I’ve been climbing ice for six years and rock for four, and when I tell people this, they are surprised at the lack of chronological order. Rest assured, I was a beginner for many, many years. I had trouble walking in crampons (metal plates with spikes that serve as attachments to winter boots for mountaineering or technical ice climbing) so much that on my first day, I fell into an ice cold stream while trying to cross a log.
Photograph by Peter Hoang
Things got much easier after that; I didn’t fall into as many streams.
I didn’t find rock climbing (or rather, it didn’t find me) until I moved to New York City two years later. Although I didn’t know it then, there was a world of nature and movement that was waiting for me to embrace it.
Photograph by Day Acheson
I started working full-time in a Soho gear shop, and my days off were spent climbing outdoors as much as humanly possible.

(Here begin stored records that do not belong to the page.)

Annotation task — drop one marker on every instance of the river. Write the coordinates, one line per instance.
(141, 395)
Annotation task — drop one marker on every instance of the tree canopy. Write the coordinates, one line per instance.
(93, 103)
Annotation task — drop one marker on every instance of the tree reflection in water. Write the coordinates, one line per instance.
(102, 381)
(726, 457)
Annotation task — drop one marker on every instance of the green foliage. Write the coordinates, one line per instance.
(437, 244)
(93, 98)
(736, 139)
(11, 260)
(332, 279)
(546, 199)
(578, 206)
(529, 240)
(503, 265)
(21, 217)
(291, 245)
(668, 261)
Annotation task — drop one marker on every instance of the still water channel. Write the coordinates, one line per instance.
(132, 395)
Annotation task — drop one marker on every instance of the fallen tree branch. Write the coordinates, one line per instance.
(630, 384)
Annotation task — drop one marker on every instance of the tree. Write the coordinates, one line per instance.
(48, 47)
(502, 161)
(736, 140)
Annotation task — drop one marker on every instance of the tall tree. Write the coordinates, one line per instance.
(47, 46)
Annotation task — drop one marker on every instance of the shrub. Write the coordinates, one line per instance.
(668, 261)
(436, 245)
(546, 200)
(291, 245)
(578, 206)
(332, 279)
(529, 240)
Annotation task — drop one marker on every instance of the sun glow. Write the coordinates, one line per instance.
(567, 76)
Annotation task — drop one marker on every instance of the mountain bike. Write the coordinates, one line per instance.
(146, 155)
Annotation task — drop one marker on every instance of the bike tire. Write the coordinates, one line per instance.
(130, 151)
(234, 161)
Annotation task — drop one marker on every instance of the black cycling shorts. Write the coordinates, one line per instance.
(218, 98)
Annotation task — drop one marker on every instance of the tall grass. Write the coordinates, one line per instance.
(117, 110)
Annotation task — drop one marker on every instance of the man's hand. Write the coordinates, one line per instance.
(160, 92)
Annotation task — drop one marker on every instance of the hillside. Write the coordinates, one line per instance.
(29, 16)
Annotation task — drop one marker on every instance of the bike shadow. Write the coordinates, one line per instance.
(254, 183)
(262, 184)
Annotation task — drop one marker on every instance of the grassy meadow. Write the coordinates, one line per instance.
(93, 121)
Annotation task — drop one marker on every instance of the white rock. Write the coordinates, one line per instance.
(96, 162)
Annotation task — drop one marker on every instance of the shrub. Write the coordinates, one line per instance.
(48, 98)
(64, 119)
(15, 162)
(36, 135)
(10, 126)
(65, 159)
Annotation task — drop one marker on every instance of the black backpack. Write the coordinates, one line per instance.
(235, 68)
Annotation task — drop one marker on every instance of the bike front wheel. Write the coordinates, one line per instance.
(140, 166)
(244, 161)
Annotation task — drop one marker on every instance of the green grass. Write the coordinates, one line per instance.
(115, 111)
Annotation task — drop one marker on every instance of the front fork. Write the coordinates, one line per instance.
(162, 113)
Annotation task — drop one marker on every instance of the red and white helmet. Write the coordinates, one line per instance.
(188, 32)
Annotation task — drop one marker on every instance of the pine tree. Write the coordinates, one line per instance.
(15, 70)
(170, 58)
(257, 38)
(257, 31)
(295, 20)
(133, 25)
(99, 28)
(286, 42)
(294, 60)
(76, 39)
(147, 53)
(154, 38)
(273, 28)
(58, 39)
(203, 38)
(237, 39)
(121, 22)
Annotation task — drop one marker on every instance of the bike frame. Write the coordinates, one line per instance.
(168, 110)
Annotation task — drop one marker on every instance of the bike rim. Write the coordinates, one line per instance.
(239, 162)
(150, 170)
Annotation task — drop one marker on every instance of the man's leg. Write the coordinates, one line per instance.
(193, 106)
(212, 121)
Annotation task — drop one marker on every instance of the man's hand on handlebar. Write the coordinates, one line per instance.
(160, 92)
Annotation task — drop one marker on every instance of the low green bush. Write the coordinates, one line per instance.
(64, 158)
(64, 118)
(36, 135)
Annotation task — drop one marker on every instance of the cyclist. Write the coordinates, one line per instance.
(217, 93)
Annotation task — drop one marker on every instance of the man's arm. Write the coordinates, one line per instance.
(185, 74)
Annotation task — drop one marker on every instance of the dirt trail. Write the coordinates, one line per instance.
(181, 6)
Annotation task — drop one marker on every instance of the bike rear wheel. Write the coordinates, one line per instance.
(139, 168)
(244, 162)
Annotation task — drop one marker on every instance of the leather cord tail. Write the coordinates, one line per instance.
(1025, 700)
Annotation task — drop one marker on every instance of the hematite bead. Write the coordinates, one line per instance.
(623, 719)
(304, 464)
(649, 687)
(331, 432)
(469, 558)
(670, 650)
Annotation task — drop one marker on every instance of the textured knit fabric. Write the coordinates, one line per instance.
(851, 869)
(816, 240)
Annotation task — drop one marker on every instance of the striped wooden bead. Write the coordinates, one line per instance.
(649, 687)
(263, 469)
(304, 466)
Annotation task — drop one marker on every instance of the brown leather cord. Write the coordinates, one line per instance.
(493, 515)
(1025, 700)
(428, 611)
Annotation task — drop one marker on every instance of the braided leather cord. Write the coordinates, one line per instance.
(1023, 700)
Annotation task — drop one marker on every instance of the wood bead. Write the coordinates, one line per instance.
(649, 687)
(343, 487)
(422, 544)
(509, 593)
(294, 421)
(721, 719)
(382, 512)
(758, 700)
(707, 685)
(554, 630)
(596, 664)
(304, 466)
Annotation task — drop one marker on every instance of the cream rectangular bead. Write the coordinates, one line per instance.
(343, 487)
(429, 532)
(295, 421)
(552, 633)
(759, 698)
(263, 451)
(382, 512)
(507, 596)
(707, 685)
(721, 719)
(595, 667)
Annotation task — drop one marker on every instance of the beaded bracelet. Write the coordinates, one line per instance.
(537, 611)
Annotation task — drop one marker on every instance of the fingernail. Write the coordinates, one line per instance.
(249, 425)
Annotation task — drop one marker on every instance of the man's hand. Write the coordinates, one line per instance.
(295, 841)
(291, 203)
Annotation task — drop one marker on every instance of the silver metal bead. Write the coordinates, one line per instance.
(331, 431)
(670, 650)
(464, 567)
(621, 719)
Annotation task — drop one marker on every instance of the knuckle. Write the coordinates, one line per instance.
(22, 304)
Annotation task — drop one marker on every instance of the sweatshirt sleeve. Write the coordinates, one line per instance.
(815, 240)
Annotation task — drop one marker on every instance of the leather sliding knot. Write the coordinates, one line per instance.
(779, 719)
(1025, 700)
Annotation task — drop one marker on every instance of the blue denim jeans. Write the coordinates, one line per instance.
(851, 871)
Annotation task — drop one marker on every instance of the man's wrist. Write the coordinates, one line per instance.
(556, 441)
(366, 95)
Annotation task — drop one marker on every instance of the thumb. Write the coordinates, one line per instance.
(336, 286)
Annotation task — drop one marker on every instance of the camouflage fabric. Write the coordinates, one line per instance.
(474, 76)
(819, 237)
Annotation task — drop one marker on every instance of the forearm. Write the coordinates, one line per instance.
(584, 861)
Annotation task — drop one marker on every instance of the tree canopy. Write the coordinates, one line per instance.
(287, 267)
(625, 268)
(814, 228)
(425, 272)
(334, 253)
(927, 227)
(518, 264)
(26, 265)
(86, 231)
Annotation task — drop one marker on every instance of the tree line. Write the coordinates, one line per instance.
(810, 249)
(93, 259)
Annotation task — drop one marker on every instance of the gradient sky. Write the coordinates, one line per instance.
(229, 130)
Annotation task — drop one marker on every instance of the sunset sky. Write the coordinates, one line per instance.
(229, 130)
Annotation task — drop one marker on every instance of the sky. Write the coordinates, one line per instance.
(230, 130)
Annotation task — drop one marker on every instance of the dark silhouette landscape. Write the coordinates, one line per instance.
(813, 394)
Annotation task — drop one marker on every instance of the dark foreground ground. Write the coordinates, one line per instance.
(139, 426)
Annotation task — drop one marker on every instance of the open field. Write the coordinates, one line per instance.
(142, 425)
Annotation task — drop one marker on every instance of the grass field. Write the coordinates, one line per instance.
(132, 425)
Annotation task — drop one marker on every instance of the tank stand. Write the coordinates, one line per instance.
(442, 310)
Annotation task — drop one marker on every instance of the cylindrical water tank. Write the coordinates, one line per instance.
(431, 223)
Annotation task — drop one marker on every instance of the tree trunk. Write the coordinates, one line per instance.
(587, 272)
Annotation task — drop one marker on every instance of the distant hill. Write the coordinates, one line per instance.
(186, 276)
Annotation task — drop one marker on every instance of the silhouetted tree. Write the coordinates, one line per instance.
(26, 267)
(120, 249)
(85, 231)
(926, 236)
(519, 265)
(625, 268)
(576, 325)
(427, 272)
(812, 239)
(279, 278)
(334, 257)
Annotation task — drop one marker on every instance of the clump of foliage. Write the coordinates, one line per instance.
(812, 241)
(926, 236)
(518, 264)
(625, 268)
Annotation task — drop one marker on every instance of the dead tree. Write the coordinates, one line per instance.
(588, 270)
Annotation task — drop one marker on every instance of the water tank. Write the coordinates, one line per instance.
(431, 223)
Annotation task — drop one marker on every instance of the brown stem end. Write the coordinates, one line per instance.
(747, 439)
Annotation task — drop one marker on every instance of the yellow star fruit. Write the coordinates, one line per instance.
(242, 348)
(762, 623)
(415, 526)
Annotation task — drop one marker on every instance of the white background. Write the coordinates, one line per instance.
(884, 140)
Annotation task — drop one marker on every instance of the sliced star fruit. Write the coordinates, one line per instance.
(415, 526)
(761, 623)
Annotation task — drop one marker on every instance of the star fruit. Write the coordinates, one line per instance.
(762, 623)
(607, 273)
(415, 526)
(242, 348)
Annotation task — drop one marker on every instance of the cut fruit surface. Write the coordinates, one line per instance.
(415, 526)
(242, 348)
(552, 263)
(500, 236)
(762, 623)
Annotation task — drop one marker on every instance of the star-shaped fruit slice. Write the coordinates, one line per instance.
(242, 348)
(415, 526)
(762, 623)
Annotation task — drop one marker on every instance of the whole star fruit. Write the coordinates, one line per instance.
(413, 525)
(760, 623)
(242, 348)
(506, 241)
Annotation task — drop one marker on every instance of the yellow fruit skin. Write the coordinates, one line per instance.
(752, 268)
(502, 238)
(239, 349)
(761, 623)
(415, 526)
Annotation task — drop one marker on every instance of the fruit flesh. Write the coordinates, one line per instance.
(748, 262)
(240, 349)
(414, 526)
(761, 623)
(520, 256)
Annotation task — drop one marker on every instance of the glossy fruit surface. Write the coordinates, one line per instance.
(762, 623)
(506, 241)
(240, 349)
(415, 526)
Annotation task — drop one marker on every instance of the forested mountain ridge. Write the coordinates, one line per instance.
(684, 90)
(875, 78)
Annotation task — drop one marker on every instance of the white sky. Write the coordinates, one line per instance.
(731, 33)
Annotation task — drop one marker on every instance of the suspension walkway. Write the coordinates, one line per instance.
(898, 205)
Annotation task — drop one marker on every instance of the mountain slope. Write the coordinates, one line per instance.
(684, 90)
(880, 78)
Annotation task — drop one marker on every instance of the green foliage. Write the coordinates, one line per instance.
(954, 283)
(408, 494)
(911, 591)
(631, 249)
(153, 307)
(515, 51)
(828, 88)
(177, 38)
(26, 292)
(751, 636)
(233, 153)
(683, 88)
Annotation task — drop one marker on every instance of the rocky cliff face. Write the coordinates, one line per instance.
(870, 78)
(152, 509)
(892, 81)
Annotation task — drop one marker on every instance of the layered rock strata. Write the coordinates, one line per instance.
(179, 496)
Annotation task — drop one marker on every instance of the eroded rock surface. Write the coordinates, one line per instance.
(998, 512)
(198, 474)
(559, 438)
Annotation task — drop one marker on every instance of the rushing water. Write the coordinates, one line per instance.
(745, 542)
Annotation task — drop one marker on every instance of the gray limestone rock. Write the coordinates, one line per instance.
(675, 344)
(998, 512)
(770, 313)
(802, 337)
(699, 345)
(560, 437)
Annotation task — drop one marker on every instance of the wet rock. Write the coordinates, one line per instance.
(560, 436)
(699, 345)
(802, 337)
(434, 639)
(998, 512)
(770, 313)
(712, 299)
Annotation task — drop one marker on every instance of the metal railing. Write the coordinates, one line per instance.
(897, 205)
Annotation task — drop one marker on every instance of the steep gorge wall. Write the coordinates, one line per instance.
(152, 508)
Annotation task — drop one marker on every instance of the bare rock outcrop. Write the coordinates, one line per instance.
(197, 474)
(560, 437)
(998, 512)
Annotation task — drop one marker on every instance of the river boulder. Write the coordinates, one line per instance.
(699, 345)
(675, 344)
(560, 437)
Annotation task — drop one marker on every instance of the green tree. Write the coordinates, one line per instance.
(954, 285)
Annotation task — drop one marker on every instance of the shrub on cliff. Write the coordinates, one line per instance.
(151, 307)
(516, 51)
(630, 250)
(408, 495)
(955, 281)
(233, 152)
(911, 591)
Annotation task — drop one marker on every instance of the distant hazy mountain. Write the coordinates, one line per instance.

I soon realized that rock climbing is not like ice climbing, and its gymnastics-like movement lent itself well to my body type. Where athleticism and straight up burly power is necessary on ice, rock climbing required much more agility than strength.
I liked that rock climbing played to my strengths, and the better I became, the more motivated I was to keep moving. Sometimes, when you start gaining the downhill momentum, it’s hard to stop or know where you’ll stop. And I knew that I didn’t want to – there was really no going back to the person I used to be.
I won’t lie; I used rock climbing as a way to escape the bitter breakup I’d endured. I climbed past the emotionally turbulent days as I continued to spend time learning and being humbled. The rock doesn’t change; you do.
At first, being able to learn how to climb higher and place gear was a life preserver that I desperately clung to as I wondered where the poetry and peace in my life went. Climbing made me happy because I was in a world of devastation, and I was constantly looking to escape it. In exploring a world of outdoors sports, I had to lay down my pain and anger because carrying it around with me was making it hard to climb, and even worse, making it hard to live.
Pain can be another form of gravity that weighs you down.
I no longer run away but instead, run towards the things that fuel my passions. It took me years, but I finally learned the difference between the two. I continue to travel and climb because there is a constant reminder that it’s the awkward first steps we take that lay the foundation to any new beginning. And to those of us with a goal to climb higher, every beginning starts from the ground, up.